Le secrétaire américain à la Défense évoque la situation politique en Tunisie
Décidément, pas une semaine ne s’écoule depuis peu sans que les déclarations d’officiels américains ne citent expressément la Tunisie, en des termes crus qui traduisent la tension qui règne sur les relations diplomatiques entre les deux pays.
S’exprimant à l’occasion d’une cérémonie du commandement américain pour l’Afrique, le secrétaire américain à la Défense, le général Lloyd Austin, a déclaré que le « rêve d’autonomie » de la Tunisie est « en danger ». « Dans toute l’Afrique, ceux qui soutiennent la démocratie, la liberté et l’État de droit luttent contre les forces de l’autocratie, du chaos et de la corruption », a-t-il déclaré, cité par l’agence Reuters.
Si cette déclaration vient s’ajouter aux critiques américaines, formulées quelques jours auparavant, concernant l’élargissement des pouvoirs du président Kais Saïed, il s’agit de la première fois qu’un numéro 1 du Pentagone se penche publiquement sur la Tunisie, au même titre que des pays tels que jadis le Venezuela ou d’autres « rogue states ».
Fin juillet, les propos d’Anthony Blinken, le chef du State Department, avaient déjà provoqué le courroux de Carthage qui a chargé le ministre tunisien des Affaires étrangères de convoquer la chargée d’affaires américaine au sujet de cette ingérence.

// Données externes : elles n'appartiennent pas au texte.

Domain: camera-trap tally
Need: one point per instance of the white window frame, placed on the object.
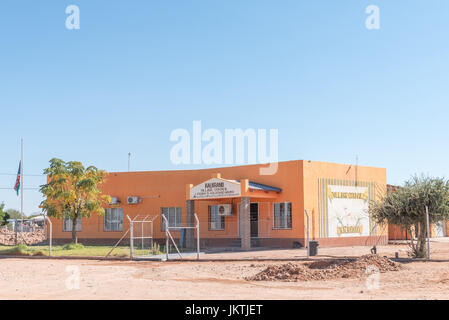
(220, 220)
(112, 220)
(172, 223)
(283, 220)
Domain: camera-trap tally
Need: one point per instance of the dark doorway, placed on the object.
(254, 218)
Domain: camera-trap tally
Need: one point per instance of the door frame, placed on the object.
(238, 219)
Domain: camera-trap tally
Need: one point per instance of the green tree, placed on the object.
(4, 216)
(72, 192)
(406, 207)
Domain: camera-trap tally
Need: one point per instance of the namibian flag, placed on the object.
(17, 185)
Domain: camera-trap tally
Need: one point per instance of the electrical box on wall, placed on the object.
(224, 209)
(133, 200)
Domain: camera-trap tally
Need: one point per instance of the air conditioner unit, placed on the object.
(133, 200)
(224, 209)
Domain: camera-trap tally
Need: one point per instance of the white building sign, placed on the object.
(215, 188)
(348, 210)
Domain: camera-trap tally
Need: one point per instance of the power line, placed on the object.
(29, 188)
(29, 175)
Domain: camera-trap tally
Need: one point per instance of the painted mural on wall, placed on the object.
(344, 208)
(348, 211)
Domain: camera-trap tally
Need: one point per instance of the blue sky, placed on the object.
(136, 70)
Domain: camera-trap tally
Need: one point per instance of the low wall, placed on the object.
(261, 242)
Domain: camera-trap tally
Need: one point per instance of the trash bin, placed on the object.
(313, 250)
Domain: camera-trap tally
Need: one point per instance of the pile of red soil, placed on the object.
(327, 269)
(29, 238)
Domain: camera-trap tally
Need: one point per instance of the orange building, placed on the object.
(239, 206)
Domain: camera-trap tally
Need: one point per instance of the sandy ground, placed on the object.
(57, 279)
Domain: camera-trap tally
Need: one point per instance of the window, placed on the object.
(282, 215)
(113, 219)
(67, 224)
(173, 215)
(216, 222)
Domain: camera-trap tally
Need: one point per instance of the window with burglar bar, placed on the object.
(173, 215)
(113, 219)
(282, 215)
(216, 222)
(67, 224)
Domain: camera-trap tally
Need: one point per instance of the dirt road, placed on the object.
(57, 279)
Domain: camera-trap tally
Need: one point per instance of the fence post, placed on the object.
(51, 234)
(428, 233)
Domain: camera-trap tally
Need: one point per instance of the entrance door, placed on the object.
(254, 218)
(440, 229)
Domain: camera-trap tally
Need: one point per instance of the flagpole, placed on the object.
(21, 183)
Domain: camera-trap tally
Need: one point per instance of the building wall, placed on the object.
(314, 170)
(171, 187)
(297, 179)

Des partis politiques réputés proches du Palais, dont le parti panarabiste Achaâb, avaient par ailleurs appelé le président Saïed en guise de représailles à ne pas accepter les lettres de créance du nouvel ambassadeur US, Joey Hood, qui attend toujours de rejoindre son poste Tunis.
Quelle signification donner à ces propos ?

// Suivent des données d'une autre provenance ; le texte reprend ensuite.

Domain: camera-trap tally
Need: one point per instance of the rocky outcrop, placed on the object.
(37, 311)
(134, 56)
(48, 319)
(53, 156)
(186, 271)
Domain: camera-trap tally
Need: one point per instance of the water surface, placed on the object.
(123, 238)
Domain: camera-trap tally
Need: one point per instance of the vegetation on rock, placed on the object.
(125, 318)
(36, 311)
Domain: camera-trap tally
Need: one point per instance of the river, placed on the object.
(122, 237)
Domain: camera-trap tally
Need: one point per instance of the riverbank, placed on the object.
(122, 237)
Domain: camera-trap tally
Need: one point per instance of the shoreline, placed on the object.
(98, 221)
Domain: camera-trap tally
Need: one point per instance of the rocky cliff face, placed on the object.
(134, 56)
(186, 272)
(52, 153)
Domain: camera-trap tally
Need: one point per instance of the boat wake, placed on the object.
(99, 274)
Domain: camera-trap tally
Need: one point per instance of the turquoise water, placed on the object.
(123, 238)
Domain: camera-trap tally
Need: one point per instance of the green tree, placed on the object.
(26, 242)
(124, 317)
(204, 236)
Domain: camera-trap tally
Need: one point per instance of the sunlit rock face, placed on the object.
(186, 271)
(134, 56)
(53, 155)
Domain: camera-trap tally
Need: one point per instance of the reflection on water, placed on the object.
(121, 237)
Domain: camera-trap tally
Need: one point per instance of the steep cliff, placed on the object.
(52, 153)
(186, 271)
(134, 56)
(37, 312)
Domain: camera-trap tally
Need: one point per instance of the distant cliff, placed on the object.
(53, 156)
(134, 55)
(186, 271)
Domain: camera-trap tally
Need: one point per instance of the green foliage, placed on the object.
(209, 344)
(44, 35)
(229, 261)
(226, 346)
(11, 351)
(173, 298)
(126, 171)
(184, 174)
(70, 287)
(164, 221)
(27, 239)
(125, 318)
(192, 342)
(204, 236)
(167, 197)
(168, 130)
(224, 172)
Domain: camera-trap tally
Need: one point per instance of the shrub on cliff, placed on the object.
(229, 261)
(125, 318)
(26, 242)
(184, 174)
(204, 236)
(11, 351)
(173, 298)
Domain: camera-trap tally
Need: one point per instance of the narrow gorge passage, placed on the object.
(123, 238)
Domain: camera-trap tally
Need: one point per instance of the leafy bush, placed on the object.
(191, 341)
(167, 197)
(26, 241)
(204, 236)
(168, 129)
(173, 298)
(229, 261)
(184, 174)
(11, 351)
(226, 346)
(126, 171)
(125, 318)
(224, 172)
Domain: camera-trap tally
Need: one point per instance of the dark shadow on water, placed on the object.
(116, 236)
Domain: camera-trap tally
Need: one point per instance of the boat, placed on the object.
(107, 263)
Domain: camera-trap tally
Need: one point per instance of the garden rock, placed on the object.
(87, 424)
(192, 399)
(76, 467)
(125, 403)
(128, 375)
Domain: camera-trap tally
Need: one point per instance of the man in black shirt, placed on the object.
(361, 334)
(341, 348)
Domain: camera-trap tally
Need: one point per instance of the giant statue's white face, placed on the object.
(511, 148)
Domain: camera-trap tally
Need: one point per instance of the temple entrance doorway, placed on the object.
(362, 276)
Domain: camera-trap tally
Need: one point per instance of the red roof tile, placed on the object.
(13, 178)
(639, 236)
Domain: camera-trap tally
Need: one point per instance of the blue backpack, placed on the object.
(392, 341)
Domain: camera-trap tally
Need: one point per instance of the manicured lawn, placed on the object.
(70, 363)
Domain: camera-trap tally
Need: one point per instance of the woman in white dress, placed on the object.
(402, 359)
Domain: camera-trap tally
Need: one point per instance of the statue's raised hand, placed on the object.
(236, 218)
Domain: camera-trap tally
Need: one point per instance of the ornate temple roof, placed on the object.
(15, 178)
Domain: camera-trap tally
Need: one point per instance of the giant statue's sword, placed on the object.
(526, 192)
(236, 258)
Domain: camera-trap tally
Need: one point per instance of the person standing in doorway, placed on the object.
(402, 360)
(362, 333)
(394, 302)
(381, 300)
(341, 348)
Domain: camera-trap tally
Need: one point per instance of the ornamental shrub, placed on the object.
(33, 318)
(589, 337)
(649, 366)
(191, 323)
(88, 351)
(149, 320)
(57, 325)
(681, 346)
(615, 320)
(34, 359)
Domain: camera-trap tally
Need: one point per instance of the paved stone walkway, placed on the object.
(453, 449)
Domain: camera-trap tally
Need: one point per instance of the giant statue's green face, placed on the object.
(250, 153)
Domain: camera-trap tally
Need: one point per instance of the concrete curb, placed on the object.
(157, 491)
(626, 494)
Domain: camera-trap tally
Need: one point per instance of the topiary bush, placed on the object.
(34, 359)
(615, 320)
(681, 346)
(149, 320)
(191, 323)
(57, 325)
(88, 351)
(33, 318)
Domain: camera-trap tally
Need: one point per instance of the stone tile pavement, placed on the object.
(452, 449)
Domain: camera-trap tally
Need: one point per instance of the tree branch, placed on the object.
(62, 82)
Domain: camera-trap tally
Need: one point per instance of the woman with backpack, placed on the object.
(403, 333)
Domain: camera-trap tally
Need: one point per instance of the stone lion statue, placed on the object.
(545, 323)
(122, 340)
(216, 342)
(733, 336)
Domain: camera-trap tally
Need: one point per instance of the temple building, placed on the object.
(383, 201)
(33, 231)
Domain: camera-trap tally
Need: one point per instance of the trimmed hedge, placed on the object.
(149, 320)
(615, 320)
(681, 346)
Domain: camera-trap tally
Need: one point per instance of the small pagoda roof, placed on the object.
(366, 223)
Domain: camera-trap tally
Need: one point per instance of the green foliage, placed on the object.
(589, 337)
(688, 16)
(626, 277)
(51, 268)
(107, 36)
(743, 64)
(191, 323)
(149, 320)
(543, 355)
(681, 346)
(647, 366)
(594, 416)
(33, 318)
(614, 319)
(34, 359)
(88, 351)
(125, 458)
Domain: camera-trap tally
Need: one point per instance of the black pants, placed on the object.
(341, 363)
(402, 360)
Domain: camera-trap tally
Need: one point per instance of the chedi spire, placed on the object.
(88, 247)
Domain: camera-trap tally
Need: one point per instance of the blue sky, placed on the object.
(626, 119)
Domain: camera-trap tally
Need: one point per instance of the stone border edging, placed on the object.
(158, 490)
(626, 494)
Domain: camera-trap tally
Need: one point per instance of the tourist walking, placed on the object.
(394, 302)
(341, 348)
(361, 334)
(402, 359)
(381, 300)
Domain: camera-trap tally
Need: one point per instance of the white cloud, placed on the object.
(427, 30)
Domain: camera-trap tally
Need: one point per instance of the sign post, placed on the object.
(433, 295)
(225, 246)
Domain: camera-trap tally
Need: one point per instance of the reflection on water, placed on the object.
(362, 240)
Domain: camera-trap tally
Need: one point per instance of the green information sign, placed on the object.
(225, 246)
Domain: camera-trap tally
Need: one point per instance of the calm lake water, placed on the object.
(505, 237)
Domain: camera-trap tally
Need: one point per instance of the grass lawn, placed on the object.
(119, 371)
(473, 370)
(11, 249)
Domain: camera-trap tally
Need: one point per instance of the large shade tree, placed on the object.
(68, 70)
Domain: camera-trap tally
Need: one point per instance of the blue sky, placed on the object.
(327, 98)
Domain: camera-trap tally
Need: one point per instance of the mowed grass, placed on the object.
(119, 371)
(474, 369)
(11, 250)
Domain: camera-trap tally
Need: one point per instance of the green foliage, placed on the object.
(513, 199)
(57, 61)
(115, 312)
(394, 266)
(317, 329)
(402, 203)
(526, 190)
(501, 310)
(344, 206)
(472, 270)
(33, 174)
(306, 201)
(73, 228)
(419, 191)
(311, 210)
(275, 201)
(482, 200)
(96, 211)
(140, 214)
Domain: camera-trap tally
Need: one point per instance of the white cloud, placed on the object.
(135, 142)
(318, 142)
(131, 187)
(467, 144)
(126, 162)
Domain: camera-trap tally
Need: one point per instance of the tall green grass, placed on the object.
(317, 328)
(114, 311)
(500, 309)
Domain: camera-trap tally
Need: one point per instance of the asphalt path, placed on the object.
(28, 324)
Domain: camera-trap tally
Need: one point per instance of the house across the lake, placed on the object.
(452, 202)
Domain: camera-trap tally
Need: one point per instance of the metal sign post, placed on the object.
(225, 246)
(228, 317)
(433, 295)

« Nous pouvons sentir ces vents contraires en Tunisie, où les gens ont inspiré le monde entier avec leurs demandes de démocratie », a renchéri Austin, « les États-Unis s’engagent à soutenir nos amis en Tunisie – et partout en Afrique – qui tentent de forger des démocraties ouvertes, responsables et inclusives », soulignant les appétits nouveaux de puissances telles que la Chine et de la Russie pour cette région du monde.
C’est précisément cette partie du speech du responsable militaire américain qui a suscité les plus vives réactions en Tunisie, où l’on note que les USA ne cachent plus leurs intérêts stratégiques dans la région, ainsi que leur souhait de soutenir logistiquement certains partis et alliés. Le Commandement des États-Unis pour l’Afrique (Africom), dont le siège se trouve depuis 15 ans en Allemagne, est responsable des opérations, des exercices et de la coopération en matière de sécurité du ministère américain de la Défense en Afrique et dans les eaux environnantes.

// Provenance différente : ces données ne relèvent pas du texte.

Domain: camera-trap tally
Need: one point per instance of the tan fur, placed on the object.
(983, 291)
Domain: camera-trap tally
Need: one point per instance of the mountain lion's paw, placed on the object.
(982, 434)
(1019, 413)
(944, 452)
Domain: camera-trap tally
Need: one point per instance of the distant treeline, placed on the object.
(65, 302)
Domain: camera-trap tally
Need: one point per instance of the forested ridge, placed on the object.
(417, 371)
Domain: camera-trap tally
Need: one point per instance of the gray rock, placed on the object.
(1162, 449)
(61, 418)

Important bailleur et donateur au développement et à la sécurité pour la Tunisie, Washington cherchait jusqu’ici à obtenir un plan de sauvetage du Fonds monétaire international, de sorte d’éviter un effondrement des finances publiques. Or, dans le contexte d’une Libye voisine qui peine à sortir du bourbier des luttes fratricides, l’administration Biden voit d’un mauvais œil la déstabilisation potentielle d’un maillon supplémentaire en Afrique du nord.